It’s a legitimate goal because democracies like ours recognise success to be the outcome of fair voting; reserve currency status involves voting by impartial wallets.
Concentration of reserve currency:
Official foreign exchange reserves of about $12 trillion across 150 countries are currently stored in eight currencies: 55 % in US dollars, 30 % in euros, and 15 % in six other currencies.
This concentration is inevitable given exploding trade, rising capital flows, and motivates against protecting your reserves from your currency’s volatility.
Chinese overconfidence: Being a close competitor of India, China still faces transparency issues, and this creates an opportunity for India to take over.
Benefits:
A reserve currency has to serve as a medium of exchange, a store of value, and a unit of account.
The main property of a reserve currency country is trust, and the main upside is the “exorbitant privilege” of lower real interest rates.
Way Forward:
Getting countries to store their reserves in rupee requires luck and skill –
Our luck arises from:
A multipolar world (America now accounts for less than 25 % of global GDP).
The need for diversification (central bank reserves in dollars have fallen to 55 % from 71 % in 1999).
New US thinking about indebtedness (in the last 13 years, their debt increased by $20 trillion equivalent to 90 % of GDP).
Central bank credibility (lower-for-longer creates a quantitative easing addiction).
Demographics (25 % of the world’s new workers in the next 10 years will be Indian).
The UK’s secular decline.
A global shift of economic gravity to Asia and the challenges of trusting China.
Our economic skills have a strong opening balance: India has never defaulted, and the 1991 reforms have been accelerated by big reforms like GST, IBC, inflation targeting, education, labour, and agriculture.
Pursue full capital account convertibility as suggested by the Tarapore Committee in 1997.
Advocate trading partners to start rupee invoicing and raising corporate rupee borrowing offshore and onshore.
Accelerating our CBDC (central bank digital bank currency) plans and taking our UPI payment technology to the world (the dollar gets heft from global networks like Visa, MasterCard and Swift).
Role of Fiscal Policy: It must raise our tax to GDP ratio, raise the share of direct taxes in total taxes, and keep our public debt to GDP ratio under 100 %.

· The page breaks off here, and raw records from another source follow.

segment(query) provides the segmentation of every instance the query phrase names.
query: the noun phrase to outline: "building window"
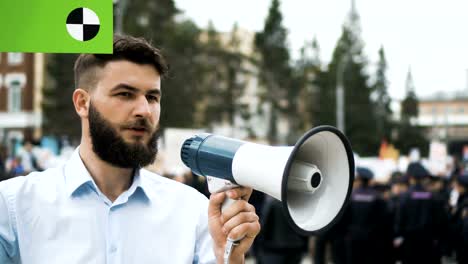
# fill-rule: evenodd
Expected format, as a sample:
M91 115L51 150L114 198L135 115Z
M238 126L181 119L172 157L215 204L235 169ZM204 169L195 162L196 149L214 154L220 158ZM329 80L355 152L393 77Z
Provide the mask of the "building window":
M21 111L21 85L20 83L12 83L8 89L8 111Z
M23 63L23 53L9 52L8 53L8 64L18 65Z

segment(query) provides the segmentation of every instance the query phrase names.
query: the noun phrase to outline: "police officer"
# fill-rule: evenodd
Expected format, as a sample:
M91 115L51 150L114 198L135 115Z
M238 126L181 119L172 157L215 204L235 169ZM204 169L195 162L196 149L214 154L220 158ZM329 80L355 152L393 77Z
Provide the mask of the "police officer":
M383 263L386 259L381 243L388 207L370 186L373 177L367 168L356 169L346 237L348 263Z
M468 172L457 177L454 184L458 200L450 216L453 246L458 263L468 263Z
M423 186L429 172L420 163L411 163L406 173L410 187L402 197L396 225L402 263L440 263L443 208Z

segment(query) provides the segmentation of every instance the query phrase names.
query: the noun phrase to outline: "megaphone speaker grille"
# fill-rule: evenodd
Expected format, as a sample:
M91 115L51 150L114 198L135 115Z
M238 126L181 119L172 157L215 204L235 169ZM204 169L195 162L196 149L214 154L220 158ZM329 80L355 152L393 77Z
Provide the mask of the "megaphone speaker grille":
M310 178L312 191L298 190L296 179L305 171L298 163L316 166ZM281 184L281 201L291 226L304 235L329 229L343 214L353 180L354 159L346 137L331 126L308 131L294 146Z

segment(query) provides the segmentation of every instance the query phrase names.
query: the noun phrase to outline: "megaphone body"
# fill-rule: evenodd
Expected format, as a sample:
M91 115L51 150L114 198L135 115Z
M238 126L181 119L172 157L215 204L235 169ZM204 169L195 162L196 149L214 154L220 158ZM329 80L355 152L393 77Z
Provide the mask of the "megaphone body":
M282 201L288 222L304 235L331 227L354 179L351 146L331 126L316 127L286 147L200 134L184 142L181 158L208 177L210 192L241 185Z

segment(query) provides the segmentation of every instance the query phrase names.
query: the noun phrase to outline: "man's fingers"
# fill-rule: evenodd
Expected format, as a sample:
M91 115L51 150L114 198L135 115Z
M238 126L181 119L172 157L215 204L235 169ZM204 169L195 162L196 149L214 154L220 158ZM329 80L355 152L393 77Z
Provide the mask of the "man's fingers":
M235 201L231 206L222 212L224 223L241 212L255 213L255 207L244 200Z
M229 198L234 200L242 199L248 201L252 194L252 188L238 187L227 191L226 194Z
M242 223L252 223L258 221L258 216L253 213L253 212L242 212L237 214L235 217L232 217L224 223L223 225L223 232L224 234L229 234L233 228L235 228L238 225L241 225Z
M226 194L224 192L211 194L208 206L208 217L217 217L221 215L221 205L224 202L224 198L226 198Z
M243 223L234 227L230 232L228 237L233 240L239 239L254 239L260 232L260 223L259 222L249 222Z

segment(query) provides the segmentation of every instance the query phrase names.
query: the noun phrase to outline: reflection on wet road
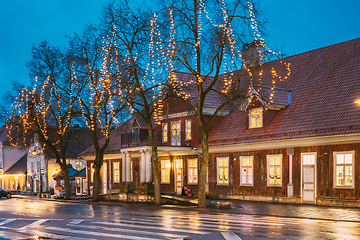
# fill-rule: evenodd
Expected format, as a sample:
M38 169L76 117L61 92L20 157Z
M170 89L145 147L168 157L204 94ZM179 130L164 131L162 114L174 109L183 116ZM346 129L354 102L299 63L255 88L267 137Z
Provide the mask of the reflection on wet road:
M258 204L258 203L257 203ZM360 239L357 209L316 208L308 213L270 214L276 205L242 205L231 213L191 208L112 206L25 199L0 200L0 239ZM281 206L280 206L281 207ZM289 211L308 211L285 206ZM322 211L328 209L322 215ZM331 210L346 213L330 219ZM313 210L313 215L314 216ZM344 212L345 211L345 212ZM280 210L279 210L280 212ZM310 212L309 212L310 213Z

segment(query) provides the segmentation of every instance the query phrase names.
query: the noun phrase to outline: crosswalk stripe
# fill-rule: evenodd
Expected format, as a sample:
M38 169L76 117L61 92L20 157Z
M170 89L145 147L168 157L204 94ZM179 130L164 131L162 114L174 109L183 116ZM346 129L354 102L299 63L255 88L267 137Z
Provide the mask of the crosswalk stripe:
M226 240L241 240L238 235L233 232L220 232Z
M84 220L83 219L75 219L72 222L70 222L70 224L80 224L82 223Z
M120 221L121 222L121 221ZM124 222L132 222L134 221L124 221ZM92 222L96 224L107 224L107 225L113 225L113 226L123 226L123 227L132 227L132 228L144 228L144 229L157 229L162 231L175 231L175 232L187 232L187 233L195 233L195 234L208 234L209 232L203 232L203 231L194 231L189 230L188 227L183 226L182 228L185 229L179 229L178 225L167 225L166 227L156 227L156 226L142 226L142 225L134 225L134 224L126 224L126 223L111 223L111 222ZM143 222L135 222L137 224L144 224ZM151 223L145 223L145 224L151 224ZM151 225L154 225L156 223L152 223Z
M16 220L16 218L6 219L6 220L0 222L0 226L5 225L5 224L10 223L10 222L13 222L13 221L15 221L15 220Z
M124 239L132 239L132 240L160 240L157 238L145 238L145 237L136 237L136 236L130 236L130 235L109 234L109 233L103 233L103 232L90 232L90 231L68 229L68 228L61 228L61 227L46 227L45 229L60 231L60 232L75 233L75 234L83 234L83 235L111 237L111 238L124 238Z
M177 219L184 219L184 218L188 218L188 219L196 219L196 220L204 220L204 221L222 221L222 222L232 222L232 223L247 223L247 224L259 224L259 225L271 225L271 226L284 226L285 224L282 223L266 223L266 222L262 222L261 220L259 220L259 222L257 221L249 221L249 220L240 220L240 219L233 219L233 218L210 218L210 217L206 217L206 216L188 216L188 215L184 215L184 216L167 216L167 217L173 217L173 218L177 218ZM213 217L213 216L212 216ZM164 218L161 216L154 216L152 218ZM180 220L181 221L181 220ZM182 221L188 221L188 220L182 220Z
M149 232L149 231L141 231L141 230L131 230L131 229L120 229L120 228L109 228L109 227L101 227L101 226L92 226L92 225L72 225L67 224L68 226L73 227L82 227L82 228L89 228L89 229L101 229L106 231L115 231L115 232L128 232L128 233L138 233L138 234L146 234L146 235L153 235L153 236L161 236L161 237L171 237L171 238L185 238L188 236L185 235L177 235L172 233L159 233L159 232Z
M24 230L24 229L33 228L33 227L36 227L36 226L38 226L38 225L40 225L40 224L42 224L42 223L44 223L44 222L46 222L46 221L48 221L48 220L49 220L49 219L40 219L40 220L35 221L35 222L33 222L33 223L29 224L29 225L26 225L26 226L24 226L24 227L22 227L22 228L20 228L20 229L21 229L21 230Z
M96 240L94 238L82 238L82 237L73 237L73 236L64 236L52 233L46 233L36 230L21 230L21 233L31 234L38 237L46 237L46 238L53 238L53 239L65 239L65 240Z
M9 240L23 240L23 239L26 239L26 238L23 238L23 237L17 237L17 236L11 235L11 234L4 234L4 233L0 233L0 237L3 238L3 239L9 239Z
M153 217L156 219L164 219L164 217ZM228 219L209 219L209 218L189 218L189 219L184 219L183 217L174 217L173 220L176 219L176 222L189 222L189 219L194 219L196 221L204 221L203 223L201 223L201 226L207 226L207 225L213 225L215 223L205 223L208 222L209 220L213 220L213 221L218 221L216 222L216 224L218 226L239 226L240 224L257 224L257 225L270 225L270 226L283 226L284 224L280 224L280 223L266 223L266 222L254 222L254 221L246 221L246 220L228 220ZM146 221L146 220L143 220ZM148 220L151 221L151 220ZM221 224L225 224L225 225L221 225Z

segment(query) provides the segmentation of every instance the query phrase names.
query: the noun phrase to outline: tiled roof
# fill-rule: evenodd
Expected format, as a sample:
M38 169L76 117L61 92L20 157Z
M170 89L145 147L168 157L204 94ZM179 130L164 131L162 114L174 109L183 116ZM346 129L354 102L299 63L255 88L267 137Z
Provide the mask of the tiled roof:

Role of Monetary Policy: It must control inflation while moderating central bank balance sheet size.
Role of Economic Policy: It must raise the productivity of our regions, sectors, firms, and individuals to reach goals in formalisation (400 million workplace social security payers), urbanisation (250 cities with more than a million people), financialisation (100 % credit to GDP ratio), industrialisation (less than 15 % farm employment), internationalisation (higher share of global trade) and skilling.
Reinforcing institutions: That signal rule of law; cooperative federalism, press freedom, civil service effectiveness, and judicial independence.